Par ailleurs, le ministre Lamontagne a aussi confirmé un investissement de 157 millions de dollars dans le secteur bioalimentaire québécois en vue d’assurer une plus grande autonomie. Une bonne nouvelle, même s’il n’est pas clair de savoir comment cette politique s’entremêlera avec la stratégie bioalimentaire du Québec présentée il y a plus d’un an. Les thèmes se ressemblent énormément. La stratégie profitait déjà d’un appui budgétaire qui dépassait les 250 millions de dollars. Cela étant dit, le Québec fait plus pour son secteur agroalimentaire que toute autre province canadienne.

André Lamontagne le meilleur depuis Jean Garon

Lamontagne se démarque par son leadership et se qualifie probablement comme l’un des meilleurs ministres de l’Agriculture du Québec depuis Jean Garon. En dirigeant son ministère et en posant des gestes concrets pour mieux servir les consommateurs québécois, il reste à l’écoute de l’ensemble des parties prenantes, sans favoriser un groupe en particulier. C’est franchement rafraîchissant. Il lance aussi un message simple et sans ambiguïté avec le « contrat social » pour le secteur agroalimentaire en demandant aux Québécois de dépenser 12 dollars sur des produits locaux durant les prochaines semaines. Il lance ainsi un défi à tous en véhiculant un message clair et efficace.
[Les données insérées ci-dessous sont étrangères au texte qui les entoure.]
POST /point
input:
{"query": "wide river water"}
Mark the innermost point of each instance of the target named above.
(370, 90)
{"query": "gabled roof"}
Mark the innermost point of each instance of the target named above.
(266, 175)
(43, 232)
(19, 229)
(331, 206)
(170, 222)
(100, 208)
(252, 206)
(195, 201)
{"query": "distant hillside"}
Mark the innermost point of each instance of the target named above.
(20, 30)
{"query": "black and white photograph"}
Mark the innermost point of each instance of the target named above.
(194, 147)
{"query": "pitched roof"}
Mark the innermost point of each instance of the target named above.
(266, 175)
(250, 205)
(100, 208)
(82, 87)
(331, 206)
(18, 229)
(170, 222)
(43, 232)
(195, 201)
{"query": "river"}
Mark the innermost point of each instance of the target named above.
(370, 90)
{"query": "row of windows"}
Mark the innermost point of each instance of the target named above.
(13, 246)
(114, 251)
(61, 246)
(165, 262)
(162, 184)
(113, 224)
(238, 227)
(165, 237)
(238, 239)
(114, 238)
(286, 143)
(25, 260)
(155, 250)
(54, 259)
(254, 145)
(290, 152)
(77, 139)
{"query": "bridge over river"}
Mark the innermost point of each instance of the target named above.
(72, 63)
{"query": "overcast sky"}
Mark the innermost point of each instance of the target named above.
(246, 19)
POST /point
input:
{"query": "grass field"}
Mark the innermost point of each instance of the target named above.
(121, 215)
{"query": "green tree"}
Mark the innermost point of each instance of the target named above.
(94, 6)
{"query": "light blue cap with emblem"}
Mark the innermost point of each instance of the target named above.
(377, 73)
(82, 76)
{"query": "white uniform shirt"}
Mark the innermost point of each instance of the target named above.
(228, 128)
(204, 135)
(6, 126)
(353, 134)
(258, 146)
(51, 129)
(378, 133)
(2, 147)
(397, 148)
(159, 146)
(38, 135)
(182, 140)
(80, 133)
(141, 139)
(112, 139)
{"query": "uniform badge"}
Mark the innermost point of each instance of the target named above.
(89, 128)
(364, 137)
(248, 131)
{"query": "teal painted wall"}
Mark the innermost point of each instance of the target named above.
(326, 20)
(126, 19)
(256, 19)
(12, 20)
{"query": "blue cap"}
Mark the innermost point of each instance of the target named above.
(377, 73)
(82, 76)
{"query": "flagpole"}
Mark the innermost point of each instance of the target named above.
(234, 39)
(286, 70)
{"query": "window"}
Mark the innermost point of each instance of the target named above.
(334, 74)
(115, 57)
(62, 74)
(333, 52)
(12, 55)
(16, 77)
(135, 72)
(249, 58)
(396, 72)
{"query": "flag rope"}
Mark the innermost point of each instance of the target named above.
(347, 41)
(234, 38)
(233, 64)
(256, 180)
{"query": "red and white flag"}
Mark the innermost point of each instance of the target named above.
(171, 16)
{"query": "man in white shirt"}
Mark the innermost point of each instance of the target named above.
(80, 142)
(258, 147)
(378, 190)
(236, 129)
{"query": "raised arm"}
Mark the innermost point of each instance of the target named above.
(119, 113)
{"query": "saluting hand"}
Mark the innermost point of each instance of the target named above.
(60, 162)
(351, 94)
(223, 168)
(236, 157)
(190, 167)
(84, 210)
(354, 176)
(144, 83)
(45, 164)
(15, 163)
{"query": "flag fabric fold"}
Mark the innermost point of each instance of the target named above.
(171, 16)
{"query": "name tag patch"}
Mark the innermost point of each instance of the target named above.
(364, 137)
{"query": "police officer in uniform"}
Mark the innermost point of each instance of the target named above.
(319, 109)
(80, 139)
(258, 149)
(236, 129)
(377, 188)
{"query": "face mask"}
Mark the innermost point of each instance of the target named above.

Mais les Québécois achètent déjà beaucoup de produits locaux. Depuis le début de la pandémie, plusieurs produits locaux se retrouvent en rupture de stock. Pour la suite, il faut s’assurer que les produits québécois demeurent abordables toute l’année. Avec une population qui ne dépasse pas neuf millions d’habitants, les contribuables et consommateurs québécois n’arrivent pas à tout faire. Les 157 millions annoncés seront payés par les générations futures, faut-il le rappeler.

Une stratégie d’autonomie alimentaire passe par une meilleure attractivité d’investissements provenant de l’extérieur. Afin de maintenir les coûts le plus bas possible, la capacité de production demeure un facteur important. Avec l’appui du gouvernement fédéral, Protein Industries Canada a bien compris cette stratégie et l’emploie dans l’Ouest canadien pour ses légumineuses. L’approche de la chaîne de valeur du groupe en matière d’innovation, conduisant à une production et une transformation accrues au sein du secteur, a incité plusieurs entreprises étrangères à investir dans la région. Nestlé et Roquette font partie du groupe. Le Québec aurait besoin d’une telle astuce pour acquérir une plus grande autonomie alimentaire. Sinon, le nationalisme économique prendra le dessus, et pour un petit marché comme le Québec, ce serait mortel.

Le ministre fera une annonce sous peu pour mieux soutenir la filière serriste au Québec, sur les coûts d’énergie, entre autres. Certes, ces conditions favoriseront l’investissement, que les capitaux proviennent d’ici ou d’ailleurs.